2021 yılında rüzgar endüstrisi en iyi ikinci yılını yaşadı
Küresel Rüzgar Enerjisi Konseyi (GWEC) Küresel Rüzgar Raporu 2022 verilerine göre, rüzgar endüstrisi 2021 yılında bugüne kadar ki en iyi ikinci yılını yaşadı. İki yıl önce Kovid-19’un etkisiyle tüm sektörlerde üretim zincirindeki aksama yüzünden birçok enerji projesi ertelenmiş veya durdurulmuştu. 2021 yılından itibaren küresel anlamda ekonomilerin toparlanmasıyla hız kazanan tüm sektörlerle birlikte rüzgar enerjisi sektörü de salgının etkilerini en aza indirmeyi başarırken kurulumda rekor seviyelere ulaştı.
GWEC tarafından yayınlanan raporda dünyanın rüzgar enerjisi kapasitesinin bir önceki yıla kıyasla yüzde 12’lik bir büyüme ile 93,6 gigavatt gelişme göstererek toplam 837 gigavatt’a kadar ulaştığını gösteriyor.
- En fazla rüzgar enerjisi kurulumu yapan kıtalar arasında Asya ve ABD ilk sıralarda yer alırken Türkiye’nin de içinde bulunduğu Avrupa kıtası 3’üncü sırada yerini aldı.

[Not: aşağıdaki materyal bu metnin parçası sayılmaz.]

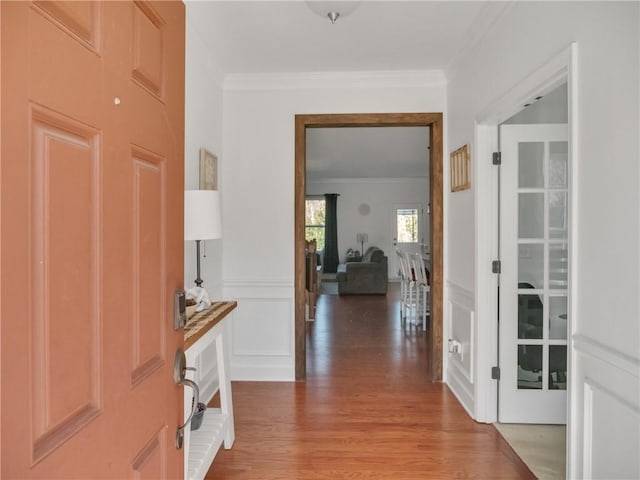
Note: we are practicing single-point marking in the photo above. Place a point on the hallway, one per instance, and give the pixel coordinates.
(367, 409)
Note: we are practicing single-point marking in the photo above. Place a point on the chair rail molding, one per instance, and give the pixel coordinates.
(262, 346)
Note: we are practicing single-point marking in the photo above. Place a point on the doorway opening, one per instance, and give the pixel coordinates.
(432, 120)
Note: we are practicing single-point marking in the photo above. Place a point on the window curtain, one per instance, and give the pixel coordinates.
(330, 259)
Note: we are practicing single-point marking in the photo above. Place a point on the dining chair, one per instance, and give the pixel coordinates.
(422, 289)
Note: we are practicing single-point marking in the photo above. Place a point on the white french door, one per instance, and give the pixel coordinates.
(534, 221)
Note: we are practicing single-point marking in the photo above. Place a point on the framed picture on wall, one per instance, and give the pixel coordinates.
(208, 170)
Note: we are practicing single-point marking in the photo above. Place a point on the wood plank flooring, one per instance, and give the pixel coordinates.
(367, 410)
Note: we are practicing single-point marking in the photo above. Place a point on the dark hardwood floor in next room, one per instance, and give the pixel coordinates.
(366, 411)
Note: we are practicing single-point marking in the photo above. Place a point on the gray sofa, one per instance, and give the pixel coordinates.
(366, 277)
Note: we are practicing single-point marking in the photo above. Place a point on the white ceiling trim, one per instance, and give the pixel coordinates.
(484, 22)
(327, 80)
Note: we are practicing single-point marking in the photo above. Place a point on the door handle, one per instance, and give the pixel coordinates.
(179, 375)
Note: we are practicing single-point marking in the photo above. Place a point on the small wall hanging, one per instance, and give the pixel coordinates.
(208, 170)
(460, 163)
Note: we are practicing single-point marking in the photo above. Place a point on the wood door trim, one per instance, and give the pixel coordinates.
(434, 122)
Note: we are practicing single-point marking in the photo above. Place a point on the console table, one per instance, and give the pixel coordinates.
(205, 333)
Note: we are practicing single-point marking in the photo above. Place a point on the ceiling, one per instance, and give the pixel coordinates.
(250, 37)
(288, 36)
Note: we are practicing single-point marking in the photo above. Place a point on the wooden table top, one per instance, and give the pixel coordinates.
(204, 321)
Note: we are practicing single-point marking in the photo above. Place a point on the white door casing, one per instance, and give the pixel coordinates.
(534, 223)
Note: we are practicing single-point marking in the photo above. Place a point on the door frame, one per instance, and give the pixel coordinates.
(559, 69)
(435, 124)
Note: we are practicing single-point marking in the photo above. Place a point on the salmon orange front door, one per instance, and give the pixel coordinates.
(92, 187)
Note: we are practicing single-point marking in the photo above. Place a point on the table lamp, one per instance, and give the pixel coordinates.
(202, 219)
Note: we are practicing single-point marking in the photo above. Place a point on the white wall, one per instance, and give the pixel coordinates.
(605, 319)
(381, 195)
(258, 153)
(203, 120)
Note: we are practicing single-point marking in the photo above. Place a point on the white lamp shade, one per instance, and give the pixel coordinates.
(202, 216)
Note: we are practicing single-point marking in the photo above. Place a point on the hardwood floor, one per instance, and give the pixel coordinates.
(367, 410)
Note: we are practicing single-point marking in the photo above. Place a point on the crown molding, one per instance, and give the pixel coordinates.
(327, 80)
(484, 22)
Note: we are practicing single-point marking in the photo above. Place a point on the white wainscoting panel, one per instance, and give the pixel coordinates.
(608, 390)
(262, 331)
(460, 328)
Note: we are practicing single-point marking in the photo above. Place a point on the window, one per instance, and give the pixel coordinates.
(314, 220)
(407, 225)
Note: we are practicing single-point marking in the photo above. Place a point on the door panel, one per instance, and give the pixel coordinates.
(533, 280)
(92, 180)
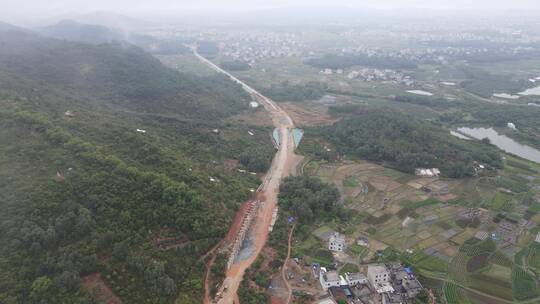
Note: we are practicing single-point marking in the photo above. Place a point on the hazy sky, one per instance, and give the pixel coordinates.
(10, 9)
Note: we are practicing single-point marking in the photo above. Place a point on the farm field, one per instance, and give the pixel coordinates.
(446, 236)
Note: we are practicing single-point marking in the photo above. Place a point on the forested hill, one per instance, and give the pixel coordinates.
(84, 195)
(116, 72)
(405, 143)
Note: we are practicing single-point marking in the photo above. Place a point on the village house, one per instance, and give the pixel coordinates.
(328, 278)
(433, 172)
(379, 278)
(336, 242)
(355, 278)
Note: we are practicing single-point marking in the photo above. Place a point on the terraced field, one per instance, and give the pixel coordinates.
(454, 295)
(457, 269)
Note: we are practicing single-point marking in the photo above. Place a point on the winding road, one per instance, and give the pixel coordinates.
(283, 164)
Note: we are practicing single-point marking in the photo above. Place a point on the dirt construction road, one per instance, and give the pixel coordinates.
(283, 164)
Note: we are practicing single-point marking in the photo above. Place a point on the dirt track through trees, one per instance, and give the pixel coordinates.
(283, 164)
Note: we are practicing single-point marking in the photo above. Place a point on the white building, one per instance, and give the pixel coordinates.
(336, 242)
(378, 273)
(355, 278)
(433, 172)
(379, 278)
(328, 278)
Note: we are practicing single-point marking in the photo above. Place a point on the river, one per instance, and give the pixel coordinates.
(504, 142)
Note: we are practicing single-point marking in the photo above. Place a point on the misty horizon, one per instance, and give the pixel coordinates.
(32, 13)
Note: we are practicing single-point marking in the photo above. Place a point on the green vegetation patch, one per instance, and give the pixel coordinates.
(406, 143)
(523, 284)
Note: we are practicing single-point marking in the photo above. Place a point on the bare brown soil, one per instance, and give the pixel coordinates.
(285, 162)
(95, 286)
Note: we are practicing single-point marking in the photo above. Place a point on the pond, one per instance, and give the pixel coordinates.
(531, 91)
(420, 92)
(504, 142)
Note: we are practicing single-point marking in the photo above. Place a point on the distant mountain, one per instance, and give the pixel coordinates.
(110, 171)
(87, 33)
(118, 72)
(112, 20)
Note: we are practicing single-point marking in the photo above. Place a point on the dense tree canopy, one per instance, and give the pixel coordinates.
(82, 192)
(308, 198)
(407, 143)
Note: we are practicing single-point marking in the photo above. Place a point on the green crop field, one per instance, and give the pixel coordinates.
(453, 294)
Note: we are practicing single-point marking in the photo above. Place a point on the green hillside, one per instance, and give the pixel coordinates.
(83, 192)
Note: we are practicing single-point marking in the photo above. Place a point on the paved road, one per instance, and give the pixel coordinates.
(282, 165)
(284, 268)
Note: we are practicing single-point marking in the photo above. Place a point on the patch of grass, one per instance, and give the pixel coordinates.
(453, 294)
(492, 286)
(357, 249)
(432, 263)
(523, 285)
(415, 205)
(499, 272)
(477, 262)
(351, 181)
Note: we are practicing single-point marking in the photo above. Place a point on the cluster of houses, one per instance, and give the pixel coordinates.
(366, 74)
(254, 46)
(425, 172)
(384, 283)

Türkiye rüzgar enerjisi kurulumunda Avrupa'da dördüncü
WindEurope tarafından hazırlanan ‘2021 Avrupa Rüzgar Enerjisi İstatistikleri ve 2022-2026 Görünümü’ raporuna göre, 2021 sonunda Avrupa, rüzgar enerjisi kurulu gücünde 236 gigavat kapasiteye ulaştı. Geçen yıl Avrupa’da 17 gigavatlık yeni kapasite kurulumu gerçekleşti ve bu kurulumun 11 gigavatını Avrupa Birliği (AB) üyesi 27 ülke oluşturdu. Söz konusu kurulumların yüzde 81’ini ise karasal rüzgar kapasitesi oluşturdu.
Rapora göre, geçen yıl en fazla rüzgar enerjisi kurulumu 2,64 gigavatla Birleşik Krallı’'ta gerçekleşti. Birleşik Krallık’ta bu dönemde 328 megavat karasal rüzgar santrali, 2,31 gigavat deniz üstü (offshore) rüzgar santrali kurulumu yapıldı. Birleşik Krallık’ı, 2,10 gigavat kurulumla İsveç, 1,92 gigavat kurulumla Almanya takip etti. Türkiye ise 2021’de yapılan 1,4 gigavatlık rüzgar enerjisi kurulumuyla, Birleşik Krallık, İsveç, Almanya’nın ardından 4’üncü sırada yer aldı.
Durak, “Türkiye'nin deniz üstü rüzgar enerjisi potansiyeli 75 gıgavat”
Günümüzde rüzgar santralleri, karalarda olduğu kadar, denizlerde de inşa ediliyor. Deniz üstü rüzgar enerjisi ile ilgili ilk çalışmalar, 1970’li yıllardan itibaren, Danimarka, Hollanda, İsveç, İngiltere ve ABD’de başlatıldı. GWEC, karada yer alan rüzgar santrallerinde 72,5 gigavatt kapasite devreye alınırken deniz üstü rüzgar piyasasında ise 2021 yılında bir önceki yıla göre 3 kat büyüme kaydedilerek 21,1 gigavatt kapasite devreye alındığını açıkladı. Ayrıca Türkiye’nin en yüksek deniz üstü rüzgar enerjisi potansiyeline sahip dört ülke arasında yer aldığını bildirdi.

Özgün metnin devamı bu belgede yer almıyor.